In the new design, the tail calls are still recognized and marked at compile time. In addition, if the function contains any tail calls, then its body is wrapped in a new TailCallLoop object. When the tail call is executed, the parameters of the function call are evaluated and written to the appropriate slots on the local stack frame. A marker is set in the XPathContext object, and the function call returns an empty sequence. This return value finds its way down to the TailCallLoop object, which executes the "real" body of the function repeatedly so long as it finds the marker in the XPathContext set to true.
The new design appears to save significantly on creation of objects during the tail-call cycle, in particular the context objects and the function call package itself. It also seems a lot more robust in that the number of places in the code that need to understand the mechanism is much reduced. There is one downside: the old mechanism handled tail calls to any function, not just directly-recursive tail calls. This was sometimes useful in situations where two functions are mutually recursive.
I think the new design can be extended to handle functions that are "almost tail-recursive", in that they perform a simple operation (typically a comparison, an addition, or a list append) when the tail call returns. An example of such a function is:
declare function product($seq) {
if (empty($seq)) then 1 else $seq[1]*product($seq[position()!=1])
}
(which can be useful in calculating compound interest)
There is a known technique to rewrite such functions as tail recursive functions by adding an extra parameter:
declare function product2($seq, $n) {
if (empty($seq)) then $n else product($seq[position()!=1], $n*$seq[1])
}
and this rewrite is now looking like a feasible proposition.
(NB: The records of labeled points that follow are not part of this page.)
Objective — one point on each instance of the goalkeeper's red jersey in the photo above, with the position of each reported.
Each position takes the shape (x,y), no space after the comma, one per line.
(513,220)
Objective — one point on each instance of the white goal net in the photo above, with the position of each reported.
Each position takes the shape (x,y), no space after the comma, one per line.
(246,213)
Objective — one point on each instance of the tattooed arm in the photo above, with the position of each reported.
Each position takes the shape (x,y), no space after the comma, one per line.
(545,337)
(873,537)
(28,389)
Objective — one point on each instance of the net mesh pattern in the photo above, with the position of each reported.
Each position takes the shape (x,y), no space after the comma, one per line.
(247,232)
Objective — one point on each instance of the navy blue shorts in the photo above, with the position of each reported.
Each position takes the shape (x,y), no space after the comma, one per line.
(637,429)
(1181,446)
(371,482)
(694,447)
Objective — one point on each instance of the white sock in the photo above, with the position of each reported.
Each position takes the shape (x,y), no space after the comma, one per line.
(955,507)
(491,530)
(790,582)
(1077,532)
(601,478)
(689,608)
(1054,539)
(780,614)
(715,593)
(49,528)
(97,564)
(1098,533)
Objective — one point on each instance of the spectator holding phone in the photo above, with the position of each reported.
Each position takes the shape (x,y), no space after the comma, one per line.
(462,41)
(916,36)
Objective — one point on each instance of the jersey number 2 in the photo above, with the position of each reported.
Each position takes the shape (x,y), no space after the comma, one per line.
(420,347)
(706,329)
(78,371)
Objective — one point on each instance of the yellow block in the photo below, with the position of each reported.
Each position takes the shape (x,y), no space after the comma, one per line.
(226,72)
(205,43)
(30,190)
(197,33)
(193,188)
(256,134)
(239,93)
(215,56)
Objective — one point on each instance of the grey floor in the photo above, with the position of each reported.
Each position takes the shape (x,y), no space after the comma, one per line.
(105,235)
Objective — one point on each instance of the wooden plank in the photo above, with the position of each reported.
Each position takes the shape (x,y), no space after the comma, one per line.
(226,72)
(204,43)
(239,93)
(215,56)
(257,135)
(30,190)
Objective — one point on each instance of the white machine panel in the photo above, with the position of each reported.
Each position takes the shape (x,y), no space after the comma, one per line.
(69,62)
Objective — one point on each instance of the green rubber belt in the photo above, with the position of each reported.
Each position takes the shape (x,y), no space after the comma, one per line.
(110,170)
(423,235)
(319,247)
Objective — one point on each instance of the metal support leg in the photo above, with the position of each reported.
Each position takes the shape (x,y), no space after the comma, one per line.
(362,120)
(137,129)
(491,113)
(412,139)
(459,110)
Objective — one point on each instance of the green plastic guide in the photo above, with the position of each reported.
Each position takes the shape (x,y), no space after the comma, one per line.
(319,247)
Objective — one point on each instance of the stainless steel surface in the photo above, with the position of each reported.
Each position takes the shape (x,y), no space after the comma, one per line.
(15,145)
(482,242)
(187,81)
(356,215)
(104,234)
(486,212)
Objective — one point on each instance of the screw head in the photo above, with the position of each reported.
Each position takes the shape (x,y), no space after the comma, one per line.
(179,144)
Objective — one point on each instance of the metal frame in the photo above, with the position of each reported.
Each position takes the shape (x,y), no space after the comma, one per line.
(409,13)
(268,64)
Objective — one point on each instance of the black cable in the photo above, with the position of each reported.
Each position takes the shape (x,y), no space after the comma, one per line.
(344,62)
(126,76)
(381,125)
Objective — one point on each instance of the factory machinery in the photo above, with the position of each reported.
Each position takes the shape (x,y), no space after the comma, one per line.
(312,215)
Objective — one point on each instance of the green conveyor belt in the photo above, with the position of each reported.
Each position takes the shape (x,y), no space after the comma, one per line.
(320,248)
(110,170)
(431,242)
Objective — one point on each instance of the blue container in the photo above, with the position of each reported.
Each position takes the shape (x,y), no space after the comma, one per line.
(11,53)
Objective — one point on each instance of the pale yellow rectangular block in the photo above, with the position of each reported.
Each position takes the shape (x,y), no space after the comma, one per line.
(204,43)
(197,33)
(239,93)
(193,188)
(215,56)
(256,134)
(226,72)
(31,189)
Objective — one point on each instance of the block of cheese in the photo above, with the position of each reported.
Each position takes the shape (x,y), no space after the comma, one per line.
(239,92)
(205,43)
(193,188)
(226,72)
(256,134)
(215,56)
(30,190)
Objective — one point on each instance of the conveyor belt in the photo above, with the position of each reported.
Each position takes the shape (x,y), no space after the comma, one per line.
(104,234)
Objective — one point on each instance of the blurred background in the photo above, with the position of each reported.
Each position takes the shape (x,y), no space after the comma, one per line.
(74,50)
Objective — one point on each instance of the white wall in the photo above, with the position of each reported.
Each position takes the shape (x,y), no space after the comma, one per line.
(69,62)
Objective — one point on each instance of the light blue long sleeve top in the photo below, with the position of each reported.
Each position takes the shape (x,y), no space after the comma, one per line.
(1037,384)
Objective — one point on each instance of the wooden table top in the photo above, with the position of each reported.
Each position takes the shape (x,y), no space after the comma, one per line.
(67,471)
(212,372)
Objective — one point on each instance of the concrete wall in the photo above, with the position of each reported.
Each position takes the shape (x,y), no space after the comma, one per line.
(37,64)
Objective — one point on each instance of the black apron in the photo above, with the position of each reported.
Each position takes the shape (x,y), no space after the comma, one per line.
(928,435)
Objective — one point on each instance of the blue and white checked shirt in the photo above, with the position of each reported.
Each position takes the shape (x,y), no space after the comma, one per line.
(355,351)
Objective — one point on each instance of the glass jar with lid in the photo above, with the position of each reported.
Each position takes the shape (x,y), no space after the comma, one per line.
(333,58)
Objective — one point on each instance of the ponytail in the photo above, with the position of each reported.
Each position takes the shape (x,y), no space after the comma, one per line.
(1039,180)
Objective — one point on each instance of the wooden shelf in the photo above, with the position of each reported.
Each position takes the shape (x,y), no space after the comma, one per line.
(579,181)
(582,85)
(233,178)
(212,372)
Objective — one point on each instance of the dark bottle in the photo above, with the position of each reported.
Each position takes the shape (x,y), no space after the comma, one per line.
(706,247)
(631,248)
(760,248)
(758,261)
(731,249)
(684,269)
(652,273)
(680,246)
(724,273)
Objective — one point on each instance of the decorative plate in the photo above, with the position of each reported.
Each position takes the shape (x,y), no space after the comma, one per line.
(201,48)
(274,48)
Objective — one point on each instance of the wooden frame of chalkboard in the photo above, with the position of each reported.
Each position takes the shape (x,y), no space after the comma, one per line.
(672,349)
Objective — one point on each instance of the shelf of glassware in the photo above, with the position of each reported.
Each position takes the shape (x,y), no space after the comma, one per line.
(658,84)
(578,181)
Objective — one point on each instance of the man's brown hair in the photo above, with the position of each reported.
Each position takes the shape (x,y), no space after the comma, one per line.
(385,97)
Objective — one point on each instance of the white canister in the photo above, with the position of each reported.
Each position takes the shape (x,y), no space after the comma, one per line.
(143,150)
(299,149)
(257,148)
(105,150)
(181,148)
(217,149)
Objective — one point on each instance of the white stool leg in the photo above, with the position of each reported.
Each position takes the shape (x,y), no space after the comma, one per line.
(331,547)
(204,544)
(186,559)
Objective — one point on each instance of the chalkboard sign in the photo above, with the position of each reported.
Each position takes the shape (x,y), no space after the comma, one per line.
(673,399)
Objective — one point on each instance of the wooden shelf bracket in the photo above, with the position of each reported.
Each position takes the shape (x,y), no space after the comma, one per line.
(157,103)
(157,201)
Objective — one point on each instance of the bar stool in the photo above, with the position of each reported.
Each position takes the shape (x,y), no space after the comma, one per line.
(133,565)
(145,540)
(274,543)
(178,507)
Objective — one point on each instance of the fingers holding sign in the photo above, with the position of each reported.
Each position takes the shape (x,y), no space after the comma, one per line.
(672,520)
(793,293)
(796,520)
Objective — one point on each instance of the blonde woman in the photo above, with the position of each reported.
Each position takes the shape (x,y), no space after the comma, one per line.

Functions of course work exactly the same way in XSLT and XQuery. In XSLT there are also named templates and match templates. Saxon implements tail-call optimization on these, using a similar but separate technique to the old design for functions (in fact, this is where it came from). It's harder to see how these can be redesigned in the same way. Named templates could perhaps be turned into functions, though the need to maintain full context information, tunnel parameters and the like makes this difficult. Match templates are more difficult still because it is impossible to tell statically whether a tail call will be recursive or not. In any case, the implementation for templates seems to be less fragile, perhaps because templates are always invoked in "push" mode. In push mode, instructions don't actually return a result, instead they write to the current output destination. This means that the Java return value can be used to pass information about tail calls down the stack without the kind of overloading that was taking place for function calls.